Last weekend I was out with my son in the city to buy him a pair of basketball shoes. He is 12 years old and progressed recently to the school team for his Grade. While he was trying multiple models out, the salesperson and I started to chat about how important it is for the schools to promote the kids playing sport. When I was younger, doing sport was just “the normal” but nowadays kids are exposed to so many entertainment alternatives, in particular, “Gaming”, that doing sport or being a member of a sporting club cannot always be taken for granted.
“How about you?” asked the salesperson while my son was testing jumping, pivoting and running on his chosen model. I shared with her that I wanted to set the right example for my children so I cycled frequently and had set myself a new goal this year to run a half marathon. She looked at the runners I was wearing and asked politely if these were the runners I was planning to do that with. She took me a bit by surprise with that question because for me shoes are shoes, the ones I was wearing were not too old and felt still comfortable. I had been training on them for the last couple of weeks. Then she shared something else I had not considered before; she said: “With all my respect, I get probably at least three to five, half marathon-aspiring joggers in the shop every weekend and I feel obliged to tell them that more than 50% of knee and hip injuries with marathon runners are caused by not wearing the right footwear”. I had actually never thought about that, I looked down at my runners and realized that for what I was set out to do…my old shoes were just not good enough. I did not want to risk any knee or hip injuries, at my age I should look after my body.

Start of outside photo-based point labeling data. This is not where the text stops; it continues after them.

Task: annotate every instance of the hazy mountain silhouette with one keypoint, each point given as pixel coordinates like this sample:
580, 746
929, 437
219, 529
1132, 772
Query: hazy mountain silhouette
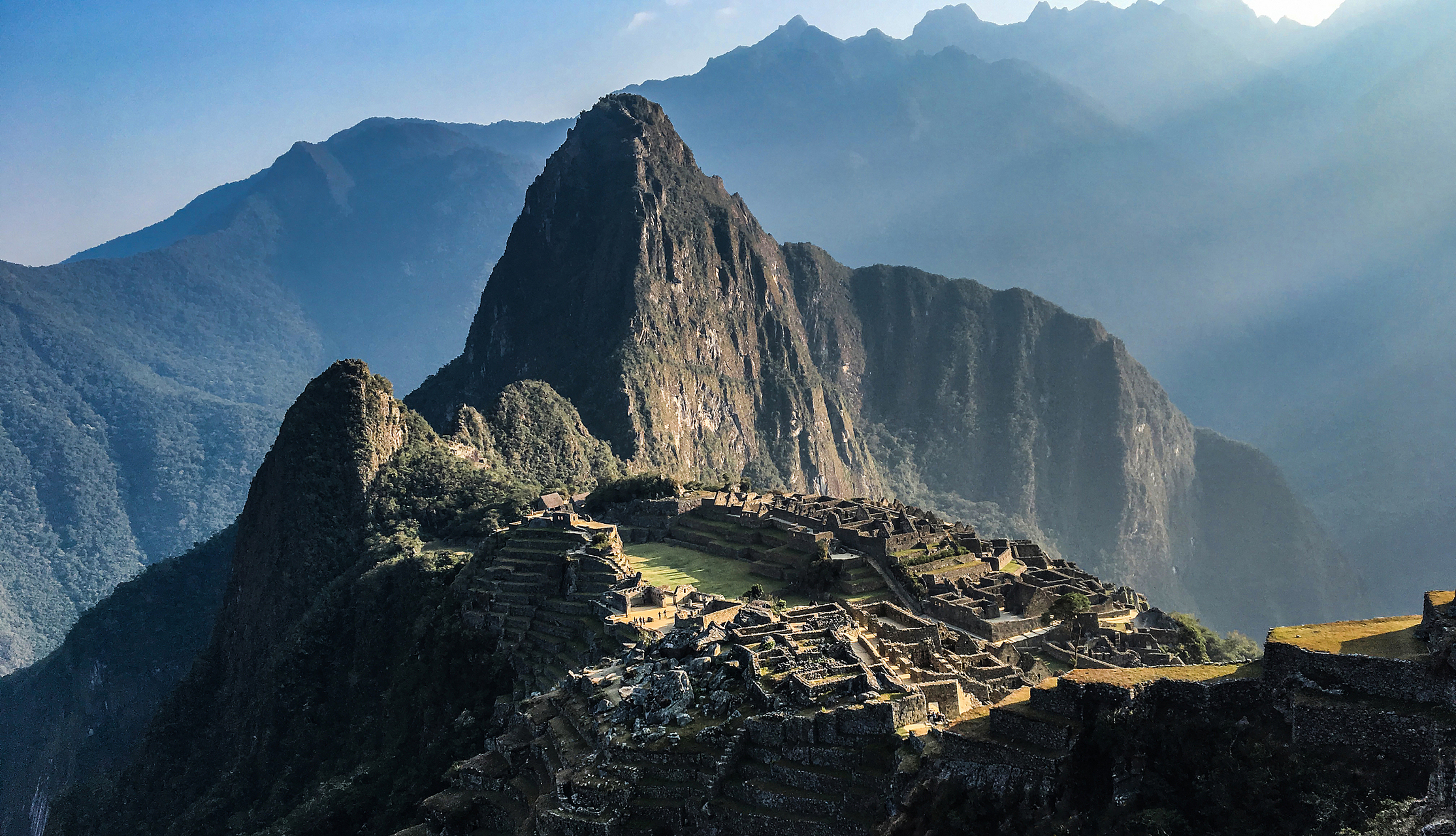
143, 379
1272, 233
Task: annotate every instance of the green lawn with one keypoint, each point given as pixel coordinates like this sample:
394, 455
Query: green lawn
664, 566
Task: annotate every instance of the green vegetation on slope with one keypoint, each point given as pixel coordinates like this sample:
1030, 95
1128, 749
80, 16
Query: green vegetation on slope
76, 714
667, 566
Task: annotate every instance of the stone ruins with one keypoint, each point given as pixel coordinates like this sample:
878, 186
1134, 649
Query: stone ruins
671, 710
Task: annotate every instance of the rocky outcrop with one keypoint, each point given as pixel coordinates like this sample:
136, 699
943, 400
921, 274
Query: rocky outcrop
332, 617
306, 511
650, 298
647, 296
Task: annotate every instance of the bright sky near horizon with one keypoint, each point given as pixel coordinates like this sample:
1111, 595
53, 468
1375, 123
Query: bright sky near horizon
114, 114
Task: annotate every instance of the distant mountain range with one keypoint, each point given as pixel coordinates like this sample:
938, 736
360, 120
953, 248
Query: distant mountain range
1261, 210
143, 381
641, 303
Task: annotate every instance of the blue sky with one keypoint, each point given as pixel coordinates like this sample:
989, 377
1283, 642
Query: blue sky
114, 114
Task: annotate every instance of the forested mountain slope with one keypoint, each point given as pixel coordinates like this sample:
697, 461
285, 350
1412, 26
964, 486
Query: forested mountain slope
651, 299
142, 381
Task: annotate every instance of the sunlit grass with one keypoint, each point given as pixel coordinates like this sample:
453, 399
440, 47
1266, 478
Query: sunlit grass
667, 566
1391, 637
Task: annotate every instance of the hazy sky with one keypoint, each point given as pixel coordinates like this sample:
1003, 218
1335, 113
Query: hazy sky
116, 112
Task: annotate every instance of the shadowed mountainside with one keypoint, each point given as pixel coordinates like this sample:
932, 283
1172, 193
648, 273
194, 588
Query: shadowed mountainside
696, 346
143, 379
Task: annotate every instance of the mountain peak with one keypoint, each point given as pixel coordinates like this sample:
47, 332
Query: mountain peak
308, 503
689, 354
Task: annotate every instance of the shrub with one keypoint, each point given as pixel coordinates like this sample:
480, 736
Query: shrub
635, 487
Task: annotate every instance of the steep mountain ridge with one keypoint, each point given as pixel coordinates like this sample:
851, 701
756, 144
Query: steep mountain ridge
76, 716
136, 396
624, 287
331, 613
651, 299
143, 379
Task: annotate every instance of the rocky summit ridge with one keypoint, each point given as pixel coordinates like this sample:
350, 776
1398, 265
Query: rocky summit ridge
644, 293
649, 296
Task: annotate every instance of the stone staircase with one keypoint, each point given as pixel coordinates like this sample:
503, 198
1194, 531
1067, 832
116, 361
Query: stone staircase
538, 592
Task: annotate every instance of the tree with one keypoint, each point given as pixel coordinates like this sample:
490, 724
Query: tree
1071, 605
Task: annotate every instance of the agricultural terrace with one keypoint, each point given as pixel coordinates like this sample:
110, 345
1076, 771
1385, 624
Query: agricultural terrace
1132, 676
1387, 637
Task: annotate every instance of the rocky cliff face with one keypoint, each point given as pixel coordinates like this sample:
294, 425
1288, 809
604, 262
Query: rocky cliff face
685, 336
337, 682
1002, 408
306, 511
650, 298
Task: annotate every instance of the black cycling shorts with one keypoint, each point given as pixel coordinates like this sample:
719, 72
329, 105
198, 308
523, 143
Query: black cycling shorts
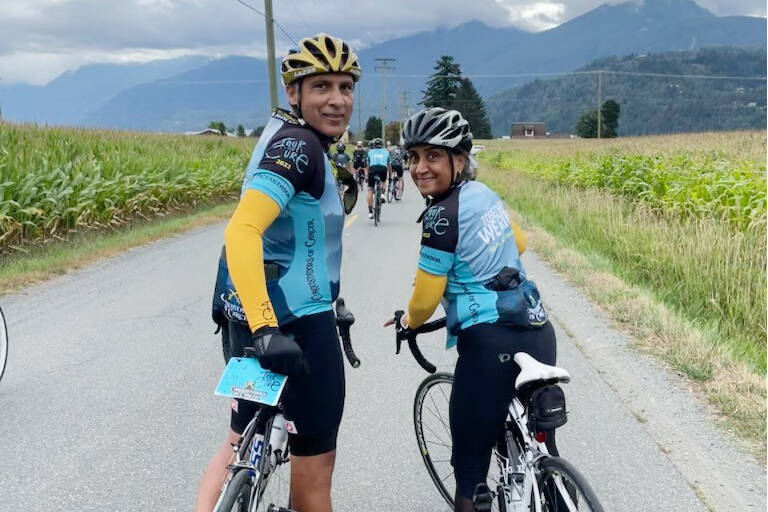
315, 401
377, 170
483, 386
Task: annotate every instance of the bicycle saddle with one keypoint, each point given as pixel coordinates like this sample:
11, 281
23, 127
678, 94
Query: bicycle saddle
531, 370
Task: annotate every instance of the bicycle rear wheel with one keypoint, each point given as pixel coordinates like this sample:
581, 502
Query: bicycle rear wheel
237, 497
3, 343
563, 488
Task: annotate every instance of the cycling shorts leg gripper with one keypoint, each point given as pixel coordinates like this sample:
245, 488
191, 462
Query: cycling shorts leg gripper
315, 401
483, 386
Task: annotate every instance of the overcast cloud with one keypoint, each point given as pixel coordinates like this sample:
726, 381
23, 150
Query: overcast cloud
39, 39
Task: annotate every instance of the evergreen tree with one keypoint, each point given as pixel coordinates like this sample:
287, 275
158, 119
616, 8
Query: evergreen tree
372, 128
586, 127
610, 120
443, 85
471, 106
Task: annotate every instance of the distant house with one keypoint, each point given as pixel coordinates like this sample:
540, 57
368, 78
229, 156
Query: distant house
531, 129
207, 131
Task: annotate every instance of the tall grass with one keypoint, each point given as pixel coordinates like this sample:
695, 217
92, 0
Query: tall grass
703, 255
54, 180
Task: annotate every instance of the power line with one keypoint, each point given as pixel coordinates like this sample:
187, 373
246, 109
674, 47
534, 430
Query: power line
594, 72
273, 20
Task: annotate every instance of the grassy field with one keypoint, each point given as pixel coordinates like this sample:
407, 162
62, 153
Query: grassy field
694, 263
56, 181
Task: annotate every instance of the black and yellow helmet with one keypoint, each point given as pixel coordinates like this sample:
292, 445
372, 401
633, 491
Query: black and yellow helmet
320, 54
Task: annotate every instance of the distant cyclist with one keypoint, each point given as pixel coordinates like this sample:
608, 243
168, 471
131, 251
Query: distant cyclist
470, 260
280, 272
397, 168
341, 158
378, 164
358, 160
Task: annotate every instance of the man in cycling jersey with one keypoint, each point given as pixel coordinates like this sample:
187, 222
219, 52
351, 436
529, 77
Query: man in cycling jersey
470, 259
378, 164
341, 159
397, 167
279, 274
358, 159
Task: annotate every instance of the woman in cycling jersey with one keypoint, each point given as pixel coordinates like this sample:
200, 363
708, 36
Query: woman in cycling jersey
280, 273
470, 259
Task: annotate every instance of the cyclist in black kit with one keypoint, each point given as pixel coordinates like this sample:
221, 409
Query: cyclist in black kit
358, 160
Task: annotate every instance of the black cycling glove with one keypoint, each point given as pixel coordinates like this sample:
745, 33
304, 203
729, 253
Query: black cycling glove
277, 352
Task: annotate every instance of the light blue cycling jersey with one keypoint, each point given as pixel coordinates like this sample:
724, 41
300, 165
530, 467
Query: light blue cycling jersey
467, 237
377, 156
290, 165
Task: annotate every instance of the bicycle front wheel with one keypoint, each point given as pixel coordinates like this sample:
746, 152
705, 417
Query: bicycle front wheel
3, 344
433, 433
563, 488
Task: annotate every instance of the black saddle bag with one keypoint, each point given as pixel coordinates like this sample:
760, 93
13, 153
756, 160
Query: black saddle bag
546, 408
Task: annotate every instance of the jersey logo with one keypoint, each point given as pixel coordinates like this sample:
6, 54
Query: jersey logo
494, 223
289, 149
434, 220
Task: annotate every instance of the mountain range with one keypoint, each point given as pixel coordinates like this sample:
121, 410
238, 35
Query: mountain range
185, 94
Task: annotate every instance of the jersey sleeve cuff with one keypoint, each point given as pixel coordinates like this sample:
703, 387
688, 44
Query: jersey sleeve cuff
275, 186
435, 261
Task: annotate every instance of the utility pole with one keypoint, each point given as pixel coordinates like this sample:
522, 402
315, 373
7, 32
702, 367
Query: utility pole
599, 102
358, 92
384, 67
271, 54
403, 108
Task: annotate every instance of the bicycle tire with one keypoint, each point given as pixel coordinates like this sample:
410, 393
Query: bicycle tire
237, 497
441, 476
432, 455
3, 343
553, 467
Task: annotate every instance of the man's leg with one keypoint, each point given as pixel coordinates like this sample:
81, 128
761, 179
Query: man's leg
311, 482
214, 475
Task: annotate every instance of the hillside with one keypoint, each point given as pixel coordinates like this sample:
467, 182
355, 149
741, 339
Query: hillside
649, 104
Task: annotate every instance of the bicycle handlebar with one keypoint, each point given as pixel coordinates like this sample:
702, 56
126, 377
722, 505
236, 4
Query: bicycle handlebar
344, 319
413, 346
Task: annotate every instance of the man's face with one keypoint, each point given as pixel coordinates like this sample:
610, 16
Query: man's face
326, 101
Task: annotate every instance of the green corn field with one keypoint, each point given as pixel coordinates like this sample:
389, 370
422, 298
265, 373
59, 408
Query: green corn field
56, 180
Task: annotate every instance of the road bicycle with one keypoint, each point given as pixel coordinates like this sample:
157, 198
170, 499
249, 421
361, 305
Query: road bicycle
376, 200
522, 475
3, 343
259, 476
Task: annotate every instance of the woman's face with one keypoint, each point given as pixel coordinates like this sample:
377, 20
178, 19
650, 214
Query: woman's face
430, 168
326, 101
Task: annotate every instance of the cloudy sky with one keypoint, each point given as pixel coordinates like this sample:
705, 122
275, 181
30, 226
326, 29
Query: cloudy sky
39, 39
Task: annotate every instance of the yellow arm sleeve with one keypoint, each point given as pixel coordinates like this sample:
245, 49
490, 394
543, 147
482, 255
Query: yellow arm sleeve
245, 256
428, 289
520, 239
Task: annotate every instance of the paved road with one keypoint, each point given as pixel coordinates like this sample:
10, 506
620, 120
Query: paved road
108, 404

So we left the shop with two new pairs of shoes.
The point is that the sales lady did a very good selling job. I was sold on the risk, she pointed out, of not changing and sticking to what I have. In B2B selling we do not do this enough, but if well done, it is very effective. Why is that?
Let me demonstrate this through what happened when I went out on a prospect meeting with Jim, a seasoned salesperson. We met with Christine, Head of Operations and Logistics. Jim had done his homework well, he understood where Christine was in her buying process; only a few weeks ago she not interested in changing and since Jim had shared several insights that made Christine thinking: “Maybe changing supplier was a good idea, everything Jim shared about his company’s capabilities sounded like something her business would benefit from. Together they had defined criteria that should be met if Christine was going to make the change. But Jim was more expensive than her current supplier and now she started to wonder if sticking with what she had was for the moment just good enough.
Why didn’t Jim get the business?
A crucial mistake was made. Jim was talking only about what his company’s capabilities could mean for Christine’s business. He threw all the features, advantages and benefits as the outcome. Although Christine could see the additional value of changing to something better and even pay more for that extra value, her perceived value of her current supplier and set-up was still high. And in her mind, the extra value of the new supplier was not big enough to make that change.
Had Jim shared with Christine the risks involved sticking with her current set-up, and how that would not give her the results she is looking for her business, then her perceived value of the current supplier would have been reduced significantly. By then describing how a better world would look like when switching to Jim’s company: now Christine’s perceived value of Jim’s company is a lot bigger and the higher price more justified.
Salespeople would be a lot more successful if they would first focus on selling the risks for the customer of not changing, rather then leading with their own features, advantages, and benefits.
For what I am set out to do, my old shoes are simply not good enough. Receiving that insight made me want to change. Only then I was really ready for looking at a new pair of running shoes.